Nearly all of the wastewater from the City of Nogales, Mexico, flows through the International Outflow Interceptor (IOI), a 24-inch cement sewer line, across the border and on to a treatment plant in Rio Rico, Arizona.

That flow (up to 10 mgd) was disrupted on July 5, which was when emergency crews from Nogales, Arizona, were called to a house that became flooded from the backup as wastewater spilled into the surrounding neighborhood.

According to reports, smugglers dug a tunnel from the corner of the abandoned home to access the sewer line 12 feet below Morely Avenue, broke through the IOI, and inserted a steel rack to catch the bundles of drugs. CCTV footage pinpointed an 18-inch breach in the pipe near the tunnel.

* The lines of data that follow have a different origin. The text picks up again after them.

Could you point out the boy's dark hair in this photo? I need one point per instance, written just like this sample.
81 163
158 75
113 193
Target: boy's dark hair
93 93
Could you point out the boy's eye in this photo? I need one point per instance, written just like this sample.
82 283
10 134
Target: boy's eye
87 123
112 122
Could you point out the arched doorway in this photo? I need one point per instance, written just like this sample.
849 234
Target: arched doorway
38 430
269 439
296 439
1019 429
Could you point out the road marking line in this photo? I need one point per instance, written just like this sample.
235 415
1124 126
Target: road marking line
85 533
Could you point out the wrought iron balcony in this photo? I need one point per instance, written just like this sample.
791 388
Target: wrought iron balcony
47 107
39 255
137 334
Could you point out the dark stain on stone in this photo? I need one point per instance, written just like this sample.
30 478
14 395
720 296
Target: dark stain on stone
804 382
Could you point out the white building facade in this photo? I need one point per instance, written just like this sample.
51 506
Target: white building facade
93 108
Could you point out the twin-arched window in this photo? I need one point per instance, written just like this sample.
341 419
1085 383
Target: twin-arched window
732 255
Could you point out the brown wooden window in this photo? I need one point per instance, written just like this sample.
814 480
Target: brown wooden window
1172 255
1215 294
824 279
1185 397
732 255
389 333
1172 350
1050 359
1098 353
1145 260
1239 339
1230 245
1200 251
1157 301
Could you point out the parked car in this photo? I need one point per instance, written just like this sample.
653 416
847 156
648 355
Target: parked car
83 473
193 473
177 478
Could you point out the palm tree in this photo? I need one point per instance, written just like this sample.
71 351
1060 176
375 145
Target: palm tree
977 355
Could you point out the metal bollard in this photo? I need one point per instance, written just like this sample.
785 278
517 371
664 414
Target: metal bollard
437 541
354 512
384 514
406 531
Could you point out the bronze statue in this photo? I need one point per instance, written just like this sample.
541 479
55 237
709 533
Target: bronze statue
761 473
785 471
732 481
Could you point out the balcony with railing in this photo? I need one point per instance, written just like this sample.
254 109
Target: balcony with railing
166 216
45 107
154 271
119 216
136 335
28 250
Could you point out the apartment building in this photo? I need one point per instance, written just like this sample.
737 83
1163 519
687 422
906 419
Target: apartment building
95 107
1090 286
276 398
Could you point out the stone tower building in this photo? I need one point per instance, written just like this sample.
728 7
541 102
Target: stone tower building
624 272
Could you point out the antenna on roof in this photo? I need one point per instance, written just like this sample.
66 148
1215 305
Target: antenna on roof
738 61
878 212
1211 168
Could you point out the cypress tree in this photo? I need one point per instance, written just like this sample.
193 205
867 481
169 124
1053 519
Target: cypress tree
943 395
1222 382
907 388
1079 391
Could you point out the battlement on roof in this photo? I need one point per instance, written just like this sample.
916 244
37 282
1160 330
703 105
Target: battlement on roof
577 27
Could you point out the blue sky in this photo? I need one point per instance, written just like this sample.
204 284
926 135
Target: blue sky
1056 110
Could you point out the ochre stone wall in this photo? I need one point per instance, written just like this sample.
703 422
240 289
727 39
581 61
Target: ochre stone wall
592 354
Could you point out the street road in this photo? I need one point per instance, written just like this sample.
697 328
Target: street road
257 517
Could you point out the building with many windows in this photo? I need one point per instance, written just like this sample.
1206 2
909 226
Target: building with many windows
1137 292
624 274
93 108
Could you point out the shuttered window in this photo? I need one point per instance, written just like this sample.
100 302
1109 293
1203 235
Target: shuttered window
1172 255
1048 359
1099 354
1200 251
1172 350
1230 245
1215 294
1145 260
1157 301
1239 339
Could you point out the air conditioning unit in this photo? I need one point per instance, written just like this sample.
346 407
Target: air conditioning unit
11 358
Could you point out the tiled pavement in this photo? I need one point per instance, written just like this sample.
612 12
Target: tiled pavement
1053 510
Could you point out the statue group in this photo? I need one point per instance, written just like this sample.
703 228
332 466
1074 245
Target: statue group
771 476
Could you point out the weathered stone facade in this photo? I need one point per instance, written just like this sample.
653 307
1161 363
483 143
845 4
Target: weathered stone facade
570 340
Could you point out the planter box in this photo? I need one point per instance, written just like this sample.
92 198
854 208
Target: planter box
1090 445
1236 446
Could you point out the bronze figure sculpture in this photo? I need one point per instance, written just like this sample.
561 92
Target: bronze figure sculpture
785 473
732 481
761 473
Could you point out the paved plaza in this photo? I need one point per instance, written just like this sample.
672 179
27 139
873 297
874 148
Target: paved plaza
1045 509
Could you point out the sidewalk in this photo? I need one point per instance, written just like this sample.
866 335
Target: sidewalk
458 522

“The smugglers accessed the international sewer line to fish out drugs that were being put there at some point in Mexico,” City Manager Shane Dille told KGUN9-TV. “The rack itself and what appear to be several bundles have lodged in the IOI, which created a backup and filled up the tunnel that they had created, and then we had the sewer spilling out as a consequence.”

Inside the home, officials found a drill, oxygen tanks, and what appeared to be a hose used to pump air into the tunnel as further evidence of illicit activity.

In addition to scattering chlorine tablets to disinfect the potentially hazardous wastewater, city crews stopped the spill by blocking the line at the manhole south of the affected home, diverting the wastewater to Nogales Wash and back into the IOI further north.

A contractor from Tucson was called in to dig up the road, remove the drugs and make a sleeve repair to the sewer line. There was no immediate cost estimate for the work, but Deputy City Manager John Kissinger said it could eventually be in the millions of dollars.

This is not the first time cross-border sewer lines in Nogales have been used to smuggle drugs. According to the Nogales International, several bales of marijuana were found in the IOI in 2009. In February, public works employees discovered bundles of marijuana blocking a sewer line, and 39 pounds of pot were recovered from another line in 2011.